Another, the intriguing genre-merger j. ember has been called “one to watch,” and urban artist Yoko Gold was selected to play the VIP reception prior to Barack Obama’s January appearance at the Metro Toronto Convention Centre.

“The biggest thing is that I just do it. I have a need to be creative. That’s a part of who I am and what continues to push me forward,” explains Hazin, 28, who co-writes with all the artists he produces.  “I think a lot of artists have that same feeling, because there’s nothing logical about being in the arts, and finding a stable career in the arts. That’s not what you’re after at first.”

Born and raised in Toronto, Hazin is the only musician in his family. He picked up the guitar at age 11, and “it was game over,” he says.
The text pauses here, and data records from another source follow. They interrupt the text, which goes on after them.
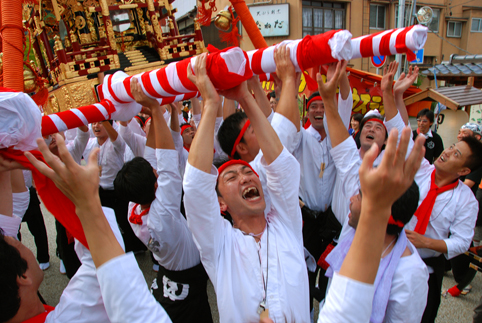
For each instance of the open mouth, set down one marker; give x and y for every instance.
(251, 193)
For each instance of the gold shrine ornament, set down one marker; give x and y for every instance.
(222, 21)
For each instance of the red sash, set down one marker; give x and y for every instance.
(425, 209)
(41, 317)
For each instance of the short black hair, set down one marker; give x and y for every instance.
(12, 265)
(365, 120)
(426, 113)
(357, 117)
(315, 94)
(229, 131)
(474, 161)
(136, 182)
(404, 208)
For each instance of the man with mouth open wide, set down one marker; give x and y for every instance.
(257, 265)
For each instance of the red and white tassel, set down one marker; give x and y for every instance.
(390, 42)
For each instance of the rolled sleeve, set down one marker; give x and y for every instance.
(203, 214)
(347, 301)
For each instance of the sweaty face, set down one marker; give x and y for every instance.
(99, 130)
(355, 209)
(372, 132)
(251, 142)
(33, 270)
(354, 124)
(316, 113)
(452, 159)
(187, 136)
(273, 103)
(464, 133)
(423, 124)
(241, 192)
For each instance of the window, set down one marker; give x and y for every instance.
(377, 16)
(406, 16)
(454, 29)
(433, 26)
(320, 17)
(476, 25)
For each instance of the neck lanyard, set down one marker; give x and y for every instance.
(262, 304)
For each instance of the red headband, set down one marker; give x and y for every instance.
(234, 162)
(140, 120)
(183, 128)
(398, 223)
(316, 98)
(377, 120)
(238, 139)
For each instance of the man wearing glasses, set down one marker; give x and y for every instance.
(433, 142)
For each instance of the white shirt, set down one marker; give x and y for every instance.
(408, 295)
(347, 161)
(77, 146)
(313, 154)
(135, 142)
(126, 296)
(81, 300)
(454, 213)
(232, 259)
(164, 230)
(111, 159)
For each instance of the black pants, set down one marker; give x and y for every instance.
(36, 225)
(66, 251)
(463, 274)
(434, 288)
(108, 198)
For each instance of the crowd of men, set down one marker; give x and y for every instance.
(346, 211)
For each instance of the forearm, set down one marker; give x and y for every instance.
(389, 105)
(261, 98)
(435, 244)
(267, 138)
(400, 104)
(362, 260)
(336, 128)
(162, 134)
(6, 201)
(102, 242)
(110, 131)
(288, 104)
(228, 108)
(175, 122)
(345, 87)
(201, 152)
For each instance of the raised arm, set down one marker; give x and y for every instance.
(336, 127)
(400, 86)
(387, 89)
(111, 132)
(201, 152)
(261, 99)
(288, 103)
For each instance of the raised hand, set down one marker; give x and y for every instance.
(328, 90)
(140, 96)
(201, 79)
(388, 76)
(79, 183)
(405, 80)
(383, 185)
(284, 67)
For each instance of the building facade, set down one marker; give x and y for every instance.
(456, 27)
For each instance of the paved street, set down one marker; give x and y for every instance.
(452, 309)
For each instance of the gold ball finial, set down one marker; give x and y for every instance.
(223, 20)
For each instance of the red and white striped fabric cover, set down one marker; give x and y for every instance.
(389, 42)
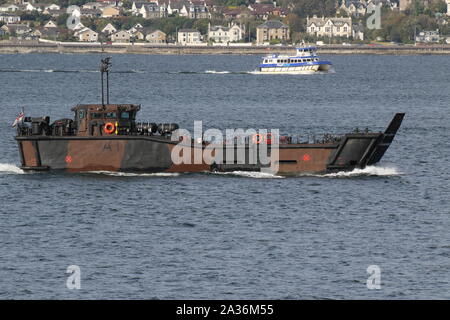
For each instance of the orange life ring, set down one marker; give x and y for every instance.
(109, 128)
(269, 138)
(258, 138)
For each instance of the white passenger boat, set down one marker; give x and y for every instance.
(305, 61)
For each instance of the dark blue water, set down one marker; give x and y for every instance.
(237, 236)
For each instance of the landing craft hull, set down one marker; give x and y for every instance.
(154, 154)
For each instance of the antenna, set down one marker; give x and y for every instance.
(104, 68)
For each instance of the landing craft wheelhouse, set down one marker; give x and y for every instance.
(306, 60)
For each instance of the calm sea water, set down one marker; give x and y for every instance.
(239, 236)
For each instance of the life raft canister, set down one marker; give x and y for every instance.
(269, 138)
(109, 128)
(258, 138)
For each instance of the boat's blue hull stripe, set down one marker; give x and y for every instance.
(286, 65)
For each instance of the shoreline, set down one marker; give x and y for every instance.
(26, 47)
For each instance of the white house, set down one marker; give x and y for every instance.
(86, 35)
(121, 36)
(9, 18)
(329, 27)
(9, 8)
(189, 36)
(220, 34)
(50, 24)
(109, 29)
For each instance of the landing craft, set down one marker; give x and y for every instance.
(107, 137)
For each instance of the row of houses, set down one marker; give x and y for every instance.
(156, 9)
(334, 27)
(358, 8)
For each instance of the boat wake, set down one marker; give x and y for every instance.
(6, 168)
(366, 172)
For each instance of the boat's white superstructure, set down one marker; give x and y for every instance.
(305, 61)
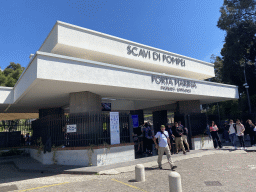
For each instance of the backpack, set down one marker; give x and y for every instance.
(234, 125)
(150, 132)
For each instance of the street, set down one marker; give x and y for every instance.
(224, 171)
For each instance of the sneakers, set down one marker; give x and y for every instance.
(173, 167)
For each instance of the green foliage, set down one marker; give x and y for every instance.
(11, 153)
(218, 65)
(238, 20)
(10, 75)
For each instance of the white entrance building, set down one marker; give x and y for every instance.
(77, 69)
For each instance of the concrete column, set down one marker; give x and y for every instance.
(50, 111)
(139, 173)
(175, 182)
(188, 107)
(82, 102)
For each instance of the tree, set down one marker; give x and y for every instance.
(10, 75)
(218, 65)
(238, 20)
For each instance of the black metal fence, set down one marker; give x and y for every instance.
(12, 132)
(91, 129)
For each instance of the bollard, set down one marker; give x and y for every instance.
(139, 173)
(175, 182)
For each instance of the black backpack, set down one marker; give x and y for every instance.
(234, 125)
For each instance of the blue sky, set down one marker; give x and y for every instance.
(186, 27)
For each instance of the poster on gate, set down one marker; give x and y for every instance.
(114, 128)
(71, 128)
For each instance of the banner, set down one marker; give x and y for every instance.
(71, 128)
(114, 128)
(135, 121)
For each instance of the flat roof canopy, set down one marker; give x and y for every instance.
(130, 75)
(70, 40)
(50, 78)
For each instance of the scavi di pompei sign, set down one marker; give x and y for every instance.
(153, 55)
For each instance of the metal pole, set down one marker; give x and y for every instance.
(218, 112)
(247, 87)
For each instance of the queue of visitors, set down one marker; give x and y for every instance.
(177, 135)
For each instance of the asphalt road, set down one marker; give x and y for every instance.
(226, 171)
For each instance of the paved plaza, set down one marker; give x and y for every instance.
(202, 170)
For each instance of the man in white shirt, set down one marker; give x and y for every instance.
(164, 141)
(240, 133)
(232, 133)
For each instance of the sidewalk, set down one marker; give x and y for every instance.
(28, 164)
A year or two later, he put bands together with his friends and started writing music he, of course, calls “terrible.”

Did he sing? “I tried, but no. People wouldn’t listen,” he deadpans. “I sing to myself, like in the shower and to the artists I work with, but you’re not going to really hear me on a lead vocal anytime soon.”

Hazin basically fell into producing and songwriting after getting simple recording software, Cakewalk Home Studio, and experimenting, and working away on GarageBand on one of the computers at his high school (“instead of doing real work”). He then learned how to use Ableton Live.
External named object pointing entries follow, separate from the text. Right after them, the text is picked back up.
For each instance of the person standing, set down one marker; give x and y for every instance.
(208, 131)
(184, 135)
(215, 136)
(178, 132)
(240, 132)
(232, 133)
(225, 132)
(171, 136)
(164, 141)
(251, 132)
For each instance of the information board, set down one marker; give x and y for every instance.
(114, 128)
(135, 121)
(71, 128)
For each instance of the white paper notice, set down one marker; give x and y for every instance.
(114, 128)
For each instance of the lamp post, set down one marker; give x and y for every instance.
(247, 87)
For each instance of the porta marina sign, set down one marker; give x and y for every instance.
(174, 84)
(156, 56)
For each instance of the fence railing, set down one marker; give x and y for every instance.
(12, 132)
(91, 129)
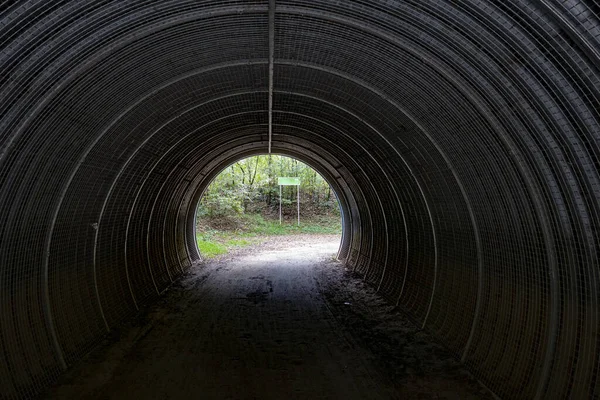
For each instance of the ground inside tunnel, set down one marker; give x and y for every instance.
(281, 320)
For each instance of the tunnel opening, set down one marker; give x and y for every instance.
(261, 196)
(462, 139)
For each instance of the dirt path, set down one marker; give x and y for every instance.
(281, 321)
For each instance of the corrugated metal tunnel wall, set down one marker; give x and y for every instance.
(462, 138)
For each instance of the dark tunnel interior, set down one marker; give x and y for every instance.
(462, 138)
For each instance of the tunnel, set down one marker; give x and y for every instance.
(461, 137)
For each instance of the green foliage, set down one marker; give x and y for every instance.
(211, 249)
(213, 242)
(241, 205)
(250, 185)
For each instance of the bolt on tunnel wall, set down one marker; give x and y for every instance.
(462, 139)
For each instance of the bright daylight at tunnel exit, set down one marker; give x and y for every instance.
(293, 199)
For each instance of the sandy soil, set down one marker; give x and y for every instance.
(282, 320)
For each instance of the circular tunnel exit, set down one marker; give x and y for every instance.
(262, 196)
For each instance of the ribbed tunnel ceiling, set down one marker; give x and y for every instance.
(462, 138)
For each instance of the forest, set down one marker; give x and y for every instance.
(249, 186)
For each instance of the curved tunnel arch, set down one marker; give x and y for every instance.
(462, 138)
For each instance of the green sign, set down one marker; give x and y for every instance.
(289, 181)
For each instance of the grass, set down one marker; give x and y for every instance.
(253, 228)
(211, 249)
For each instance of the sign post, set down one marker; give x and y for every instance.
(289, 181)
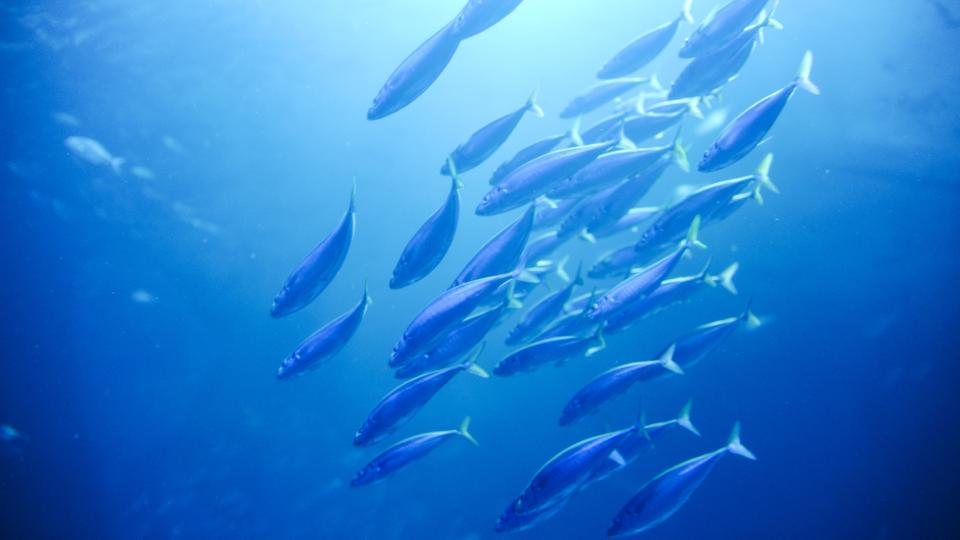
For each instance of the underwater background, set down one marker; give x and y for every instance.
(139, 357)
 “I always stress, to every artist I work with, to be yourself”

“I started as an artist doing my own produced music, very weird conceptual-based experimental electronic music,” he says. “It was under my last name. Don’t go looking for it though ‘cause it’s not very good.”

A voracious learner, he explains, “I’m very obsessive in arts, in general. I love poetry, and art, and museums, and sculptures, and movies, and music, just the whole culture. So those projects, I was taking spoken poetry and chopping it up, and doing weird stuff. It was fun.”

At Ryerson University, he enrolled in the Radio and Television Arts (RTA) program. “I wanted to be surrounded by the academic environment,” says Hazin, “but I learned halfway through university that a lot of that is outside of school, so I just started doing a lot of learning on my own.”

The first artist he worked with was in 2014, a schoolmate, Maccie, creating music in an alt-pop vein.  “From there, my community started to grow more and more, and I started to work a whole bunch of different artists — I still do work with them.”

If he has an approach as a producer or co-writer, it’s this: “I always stress, to every artist I work with, to be yourself.

“There might be some other producers and writers that are always looking for something, and they might not be looking at the artist in front of them,” says Hazin. “But to me, the best stuff comes from being honest and truthful to who the person and that character is. I think when you tell that to an artist, it gives them the confidence that they’re enough.”

With Ren and Anna Sofia, Hazin co-wrote with them, but their respective sounds were arrived at after years of trying things out “until it feels right,” he says. “Sometimes it takes a journey until the artists find where they’re most comfortable being, and I’ve been a part of their journey. Where it goes from here, who knows?”

As for his personal career goals, unsurprisingly, he wants to continuing learning, and would like to continue working with rock bands, pop acts, indie-folk, or hip-hop production styles.

“I definitely think my strong suit is that I’ve recorded and produced live bands like After Funk,” says Hazin, “that’s more in a traditional, old-school sense of producing – where we’re writing and arranging songs, and then producing the sounds, as opposed to more of a beat-maker or modern-day producer approach. That’s something years ago that I wanted, to have both, of because a lot of the producers that I look up to – like Pharrell, Rick Rubin, and Frank Dukes – have best of both worlds.”